Benimle karşılaşan insanları bilemem ama ben sürekli olarak bir şeyler öğreniyorum bu karşılaşmalardan. Ve ezberlerimizi yıktığımızı zannederken, kurduğumuz yeni ezberleri de yıkmak ve yeniden düşünmek için ne kadar da çok birbirimize yani aslında “başkalarına” ihtiyaç duyduğumuzu görüyorum.
Gencecik lise öğrencileri... Sıkıştırıyorlar sordukları sorularla. Kimi sorular, yorumlar ezberler dünyasıyla iç içe. Şaşırtıcı değil; hepimiz ortak tornalardan geçiyoruz çünkü. Kendimizi koruyabilmek, yalnız kalma korkumuzla başa çıkabilmek için, kendimizi içine atıyoruz o ezberlerin içine. Ancak aynı zamanda o ezberlerin altında nasıl da farklı bir varoluş arzusun yattığını gösteriyorlar... Başka sorular ve yorumlar ise pek kafa yormadığımız, zihnimizi zorlayan ve sürekli olarak yenilenen hayatı anlamak için bizi yeni kavramlarla düşünmeye zorlayan türden... Ve herşeyden öte, inanılmaz bir konuşma ve duyulma arzusu!
Aslında, herşeye rağmen, aynılık dayatan bütün kalıplara rağmen, belki de en ortak derdimizi anlatıyor bu toplumun bütün insanları: “ben biriciğim; benim bir hikâyem var; benim başkalarıyla paylaştığımı hafızam var ve ben eşit olmak istiyorum.”
Toplum mühendislerinin inşa edip dayattıkları “normallikler”, başkalarıyla karşılaştığımız zaman çöküyor.
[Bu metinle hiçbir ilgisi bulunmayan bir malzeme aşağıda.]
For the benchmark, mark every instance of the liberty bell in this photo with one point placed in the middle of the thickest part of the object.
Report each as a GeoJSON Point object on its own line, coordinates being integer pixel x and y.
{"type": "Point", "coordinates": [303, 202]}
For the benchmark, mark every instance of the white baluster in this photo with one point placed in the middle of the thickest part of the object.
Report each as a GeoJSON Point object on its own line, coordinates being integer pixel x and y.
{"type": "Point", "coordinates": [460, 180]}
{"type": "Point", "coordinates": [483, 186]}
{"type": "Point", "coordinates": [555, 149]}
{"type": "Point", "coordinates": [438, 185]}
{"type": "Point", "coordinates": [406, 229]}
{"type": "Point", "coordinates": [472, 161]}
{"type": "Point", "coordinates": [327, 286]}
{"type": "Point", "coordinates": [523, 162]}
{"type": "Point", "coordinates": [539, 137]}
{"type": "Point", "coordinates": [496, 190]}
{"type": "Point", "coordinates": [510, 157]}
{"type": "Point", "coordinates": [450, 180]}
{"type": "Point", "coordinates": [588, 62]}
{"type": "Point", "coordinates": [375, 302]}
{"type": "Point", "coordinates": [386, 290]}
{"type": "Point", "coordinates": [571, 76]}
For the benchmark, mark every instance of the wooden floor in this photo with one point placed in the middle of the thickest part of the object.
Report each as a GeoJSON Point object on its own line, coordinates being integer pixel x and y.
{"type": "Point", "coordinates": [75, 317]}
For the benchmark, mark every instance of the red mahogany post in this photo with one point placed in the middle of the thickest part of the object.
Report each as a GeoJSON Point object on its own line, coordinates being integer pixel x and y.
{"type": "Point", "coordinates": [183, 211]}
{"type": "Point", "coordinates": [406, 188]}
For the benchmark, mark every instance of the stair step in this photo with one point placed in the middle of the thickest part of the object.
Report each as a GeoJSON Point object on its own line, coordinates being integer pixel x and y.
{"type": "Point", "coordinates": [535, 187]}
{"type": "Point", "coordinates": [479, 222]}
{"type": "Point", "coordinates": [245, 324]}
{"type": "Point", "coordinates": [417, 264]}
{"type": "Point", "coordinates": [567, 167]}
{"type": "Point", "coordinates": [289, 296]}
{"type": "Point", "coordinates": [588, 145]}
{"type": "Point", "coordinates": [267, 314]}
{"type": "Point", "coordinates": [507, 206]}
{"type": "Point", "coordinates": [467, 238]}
Toplumu adeta kolaylıkla biçim verilebilir bir çamur gibi gören; çamur gibi gördüğü şeyin üzerine beton döküp katılaştıran zihniyete inat, farklı toplumsal kesimlerin başkalarıyla karşılaşmaları sonucunda, toplum kendi üzerine düşünmeye başlıyor.
“Sosyal Bilimler” liseleri tam da bunu yapıyor. Şimdiye kadar toplumu “mühendisçe” bir bakışla şekillendirebileceğini, toplumu fethederek ele geçirebileceğini düşünenlerin tersine, hayatın karmaşıklığına bakıyor bu liselere giden şanslı öğrenciler. Ancak, gerçekten Türkiye için “devrimci” bir nitelik taşıyan bu okullara gitmeyen ve şimdiye kadar, yarış atı kıvamında, sınav kazanmaya şartlanmış genç insanlar da “sosyoloji”yi duyunca, “sosyolojik düşünmek” denen bir imkânın varlığını hissedince, “hayatta başarılı olmak için izlenmesi gereken yollar” cilasıyla örtülmüş olan ezberleri bir kenara bırakabiliyorlar.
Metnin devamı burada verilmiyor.